– Najczęstszym problemem sukcesji w biznesie jest brak zainteresowania następnego pokolenia kontynuowaniem rodzinnej działalności lub w ogóle brak spadkobierców – mówi Marceli Mierzwicki, wiceprezes firmy Sawyer Doradztwo Gospodarcze.
– Dbałość o dobro własne i bliskich, ale również odpowiedzialność społeczna przedsiębiorcy wymagają starannego przygotowania przedsiębiorstwa do sukcesji, a z tym w Polsce wciąż są duże trudności – podkreśla Mierzwicki.
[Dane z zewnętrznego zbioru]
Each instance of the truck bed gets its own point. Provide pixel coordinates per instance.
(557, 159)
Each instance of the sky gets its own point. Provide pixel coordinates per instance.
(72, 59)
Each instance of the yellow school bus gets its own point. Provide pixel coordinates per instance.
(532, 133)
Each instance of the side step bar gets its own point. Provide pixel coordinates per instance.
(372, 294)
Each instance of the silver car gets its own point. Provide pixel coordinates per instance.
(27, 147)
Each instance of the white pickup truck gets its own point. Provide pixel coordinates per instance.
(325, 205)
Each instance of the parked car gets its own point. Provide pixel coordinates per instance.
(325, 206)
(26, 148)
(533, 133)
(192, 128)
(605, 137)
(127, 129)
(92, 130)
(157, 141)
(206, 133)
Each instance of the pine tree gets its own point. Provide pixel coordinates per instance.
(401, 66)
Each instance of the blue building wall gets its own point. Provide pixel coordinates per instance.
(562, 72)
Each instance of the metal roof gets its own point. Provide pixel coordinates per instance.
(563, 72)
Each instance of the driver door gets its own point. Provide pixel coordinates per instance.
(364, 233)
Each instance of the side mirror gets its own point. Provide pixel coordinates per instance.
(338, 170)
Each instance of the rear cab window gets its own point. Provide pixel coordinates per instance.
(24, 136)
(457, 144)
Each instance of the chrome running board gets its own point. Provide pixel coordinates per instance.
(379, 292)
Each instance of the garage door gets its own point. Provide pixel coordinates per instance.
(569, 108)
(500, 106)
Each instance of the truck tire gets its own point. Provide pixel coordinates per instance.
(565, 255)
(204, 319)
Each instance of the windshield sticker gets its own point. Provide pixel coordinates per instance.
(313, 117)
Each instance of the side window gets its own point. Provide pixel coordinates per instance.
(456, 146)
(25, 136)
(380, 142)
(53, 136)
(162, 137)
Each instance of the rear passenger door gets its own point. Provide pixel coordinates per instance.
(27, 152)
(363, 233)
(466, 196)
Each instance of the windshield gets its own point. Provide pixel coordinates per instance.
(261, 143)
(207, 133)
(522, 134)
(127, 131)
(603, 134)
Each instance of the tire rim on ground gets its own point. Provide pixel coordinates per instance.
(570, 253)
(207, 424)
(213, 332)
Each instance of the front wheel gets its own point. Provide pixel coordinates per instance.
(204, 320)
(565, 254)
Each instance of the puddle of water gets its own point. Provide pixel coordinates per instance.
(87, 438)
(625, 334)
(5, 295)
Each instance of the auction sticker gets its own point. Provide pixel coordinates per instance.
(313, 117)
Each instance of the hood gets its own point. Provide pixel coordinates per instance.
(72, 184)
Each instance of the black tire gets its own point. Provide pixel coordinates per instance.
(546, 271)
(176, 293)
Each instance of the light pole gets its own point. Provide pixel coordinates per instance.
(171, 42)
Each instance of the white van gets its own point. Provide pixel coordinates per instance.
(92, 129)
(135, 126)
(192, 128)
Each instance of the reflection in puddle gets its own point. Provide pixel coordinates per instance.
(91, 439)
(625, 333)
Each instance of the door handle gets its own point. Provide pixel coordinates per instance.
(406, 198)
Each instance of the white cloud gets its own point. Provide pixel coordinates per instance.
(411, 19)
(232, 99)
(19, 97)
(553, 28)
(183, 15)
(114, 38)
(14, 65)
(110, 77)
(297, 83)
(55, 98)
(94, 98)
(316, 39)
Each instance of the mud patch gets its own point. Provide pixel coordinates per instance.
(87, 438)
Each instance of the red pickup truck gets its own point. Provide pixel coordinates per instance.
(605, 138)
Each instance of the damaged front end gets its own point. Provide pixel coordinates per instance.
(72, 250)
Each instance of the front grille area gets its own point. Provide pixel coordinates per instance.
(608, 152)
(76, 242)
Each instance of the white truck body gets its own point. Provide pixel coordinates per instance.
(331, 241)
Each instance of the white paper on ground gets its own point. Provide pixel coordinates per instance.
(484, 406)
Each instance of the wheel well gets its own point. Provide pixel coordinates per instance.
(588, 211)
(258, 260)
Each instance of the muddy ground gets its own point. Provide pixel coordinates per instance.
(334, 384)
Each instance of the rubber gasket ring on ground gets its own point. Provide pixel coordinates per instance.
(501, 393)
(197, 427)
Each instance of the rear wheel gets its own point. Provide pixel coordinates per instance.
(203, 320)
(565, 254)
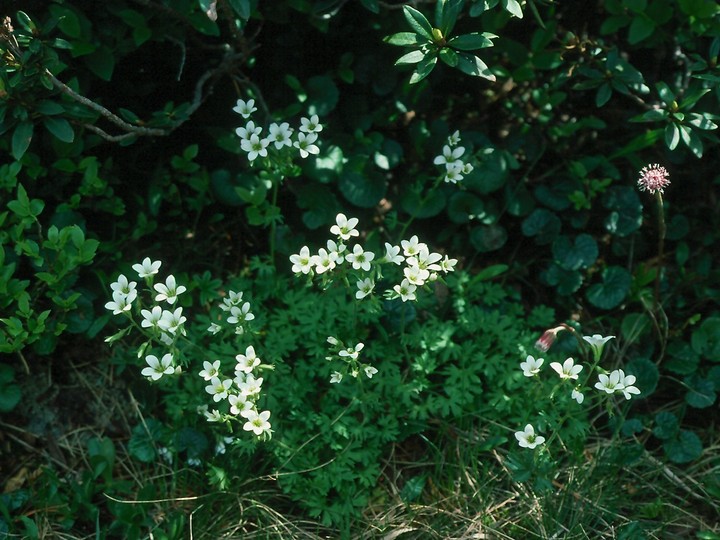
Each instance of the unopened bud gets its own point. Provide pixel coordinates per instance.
(548, 338)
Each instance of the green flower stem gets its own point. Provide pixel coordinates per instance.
(273, 224)
(661, 247)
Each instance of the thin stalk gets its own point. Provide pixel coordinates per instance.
(661, 247)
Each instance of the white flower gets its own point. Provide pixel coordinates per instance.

Z raportu przygotowanego przez Polską Agencję Rozwoju Przedsiębiorczości wynika, że tylko 10 proc. firm rodzinnych ma spisany plan sukcesji, a prawie 70 proc. z nich w ogóle go nie ma, czego skutkiem jest zazwyczaj brak odpowiednio przygotowanej osoby do przejęcia władzy w firmie, kiedy jej właściciel sam już nie będzie mógł nią zarządzać.
– Potomkowie założycieli biznesu często próbują kariery w zupełnie innej dziedzinie, takiej jak sport, sztuka czy muzyka, a do firmy dołączają jako całkowicie nieprzygotowani czterdziestolatkowie. Chociaż nie mają doświadczenia, otrzymują wysokie stanowisko, bo firma należy do ich rodziny – mówi Nina Hałabuz, ekspert z The Boston Consulting Group.
Według niej praca w przedsiębiorstwie rodzinnym nie powinna być ścieżką, która młodemu pokoleniu po prostu się należy. Dlatego coraz częściej w firmach rodzinnych powstają kodeksy dobrych praktyk, zgodnie z którym rodzice przedstawiają dzieciom, które pragną dołączyć do firmy, pewne formalne wymagania jak: ukończenie studiów czy zdobycie odpowiedniego doświadczenia biznesowego.